For the most part, the proposed rules are fairly flexible. For example, the exact manner of making a statement concerning the foreign state of origin is not prescribed. It does have to be something like “Product of USA.” The statement must, however, be grouped with the domicile statement in at least the same prominence. In the case of wine, the domestic or foreign state of origin will be placed on the main panel in a type height no less than 1/16 inch. If a food has varying foreign states of origin in any 12-month period, the most likely foreign state of origin is declared first followed by the other possible states of origin. Overall, this greatly reduces the many different requirements for specific commodities that currently exists. It is fair to say that country of origin labelling for food is all over the map.
Perhaps the most controversial change is that related to quantitative ingredient labelling when an ingredient is emphasized. The matter is currently not explicitly governed by federal regulations. Such matters are subject to interpretation under Section 5 of the Food and Drugs Act and/or Section 6 of the Safe Food for Canadians Act. In the past, CFIA had developed guidelines, highlighting ingredients and flavour, that they used as a means of some degree of uniformity and predictability. Some of the guidance was difficult to appreciate, like determining on a consistent basis what a similar ingredient would be. No one really liked these guidelines and the CFIA also grew tired of continuously having to interpret them. Thanks also in part to those in the industry who steadfastly ignored the guidelines, we will now have quantitative ingredient labelling regulations. The CFIA has moved this off their plate and will let consumers decide the significance and value of such representation based on the declared percentage of the highlighted ingredient. This is not uncommon in the EU, or in the case of juices in the U.S.

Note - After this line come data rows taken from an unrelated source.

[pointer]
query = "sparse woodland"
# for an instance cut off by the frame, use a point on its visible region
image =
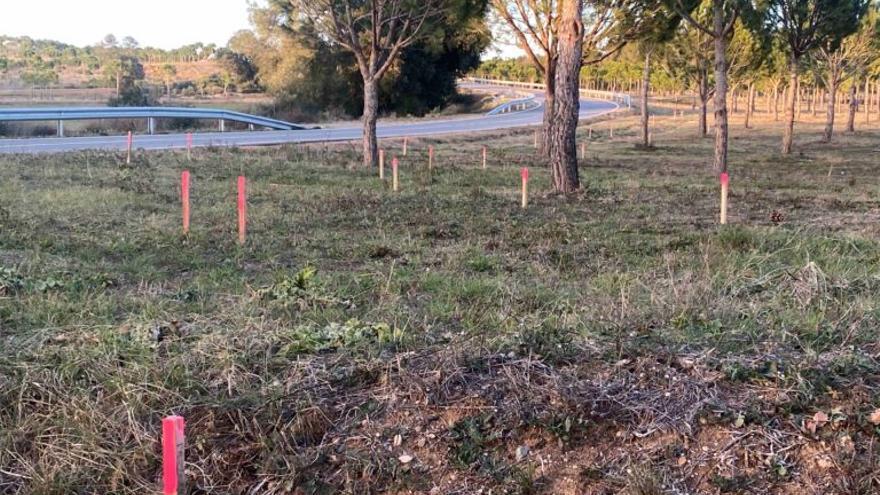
(557, 309)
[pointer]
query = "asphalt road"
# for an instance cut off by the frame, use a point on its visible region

Less controversial but also impactful in the design of labels, is the proposed requirement for the prominence of mandatory information. Considerations include no crowding of information, uniform colour, characters never touch, and characters that are not condensed or scaled vertically or horizontally. The minimum type height would be 1.6 mm based on the letter “x” when lowercase or mixed case letters are used. Just because they can, the CFIA will require upper case letters when used exclusively to be no less than two mm based on the letter “H.” In the case of a common name on the main panel, that must be in a type height no less than that required for the numerical portion of the net content. If all uppercase letters are used, the minimum type height is 1.5 times that required for the numerical portion of the net content declaration (see Schedule 6-Safe Food for Canadian Regulations).
When the CFIA and Health Canada embarked on their modernization in 2016, when the FDR was amended to account for the new nutrition facts table and ingredients list rules, there was great anticipation that we would see a unified compliance date. That is obviously no longer the case. There have also been rumours that FOP nutrition labelling, if finalized, will also have an extended transition period. It would not be practical to have a compliance day in December 2021, another in December 2022, another perhaps in 2024, and then December 2026. I speculate that some accommodation needs to be made. However, we will likely not know more until after the federal election this October.